# RIAA v. Jammie Thomas, round two: an in-depth preview



## RootbeaR (Dec 9, 2006)

"Jammie Thomas was the only person to be tried for P2P file-sharing in the US, and a jury found her liable for copyright infringement. As her retrial approaches in two weeks, her new lawyer and the RIAA have both laid out detailed summaries of their arguments. Get ready for missing hard drives, identical usernames, and the claim that Thomas has never, ever used KaZaA."
http://arstechnica.com/tech-policy/...mmie-thomas-round-two-an-in-depth-preview.ars

"Record labels did in fact print copyright notices on their CDs"
So, if I download a file, which I won't know what it is until it is complete, how have I infringed on copyright law? Even after viewing/hearing, I don't necessarily know it was copyrighted material without the original.

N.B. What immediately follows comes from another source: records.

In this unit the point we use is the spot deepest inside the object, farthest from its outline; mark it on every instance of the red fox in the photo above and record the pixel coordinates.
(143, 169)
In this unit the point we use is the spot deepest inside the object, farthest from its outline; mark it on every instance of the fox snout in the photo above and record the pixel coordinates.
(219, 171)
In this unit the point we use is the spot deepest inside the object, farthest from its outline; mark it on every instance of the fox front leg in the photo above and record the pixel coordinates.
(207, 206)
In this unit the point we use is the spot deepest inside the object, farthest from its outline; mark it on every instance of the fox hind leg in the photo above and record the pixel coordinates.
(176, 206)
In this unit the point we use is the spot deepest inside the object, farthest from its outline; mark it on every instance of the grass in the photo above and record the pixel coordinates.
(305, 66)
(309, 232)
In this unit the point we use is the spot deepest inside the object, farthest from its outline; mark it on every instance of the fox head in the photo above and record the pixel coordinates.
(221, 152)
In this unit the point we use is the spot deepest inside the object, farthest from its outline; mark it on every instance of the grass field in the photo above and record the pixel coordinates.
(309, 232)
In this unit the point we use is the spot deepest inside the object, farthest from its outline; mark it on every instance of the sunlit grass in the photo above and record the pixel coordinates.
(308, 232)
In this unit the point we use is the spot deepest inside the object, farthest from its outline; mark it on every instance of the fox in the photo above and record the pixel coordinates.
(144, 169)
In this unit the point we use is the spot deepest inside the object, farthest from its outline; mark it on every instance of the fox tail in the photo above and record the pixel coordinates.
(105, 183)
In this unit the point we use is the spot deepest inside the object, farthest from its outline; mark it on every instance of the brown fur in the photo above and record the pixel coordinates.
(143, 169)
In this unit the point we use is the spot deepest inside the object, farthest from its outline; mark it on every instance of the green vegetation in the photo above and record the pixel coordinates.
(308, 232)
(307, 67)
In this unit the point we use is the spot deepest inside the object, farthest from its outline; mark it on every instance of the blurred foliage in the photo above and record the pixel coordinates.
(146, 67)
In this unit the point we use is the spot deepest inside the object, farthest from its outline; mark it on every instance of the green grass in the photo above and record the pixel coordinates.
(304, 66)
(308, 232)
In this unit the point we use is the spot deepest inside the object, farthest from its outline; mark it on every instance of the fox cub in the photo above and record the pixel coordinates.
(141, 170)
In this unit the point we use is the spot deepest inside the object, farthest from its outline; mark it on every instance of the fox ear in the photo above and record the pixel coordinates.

The infringer is the original uploader, not the downloader.


----------



## deandude1196 (Feb 16, 2009)

I think its the uploader not downloader too.


----------



## RootbeaR (Dec 9, 2006)

"The industry's lawyers were caught by surprise, having gotten by with uncertified copies during the first trial. Although music companies told Davis this past Monday they weren't sure they could get certified copies in time for the new trial, Davis reminded them that they had the burden of proving they owned the copyrights. Camara said he'll seek dismissal of the case if the plaintiffs fail that test."
http://news.yahoo.com/s/ap/20090613/ap_en_mu/us_tec_music_downloading


----------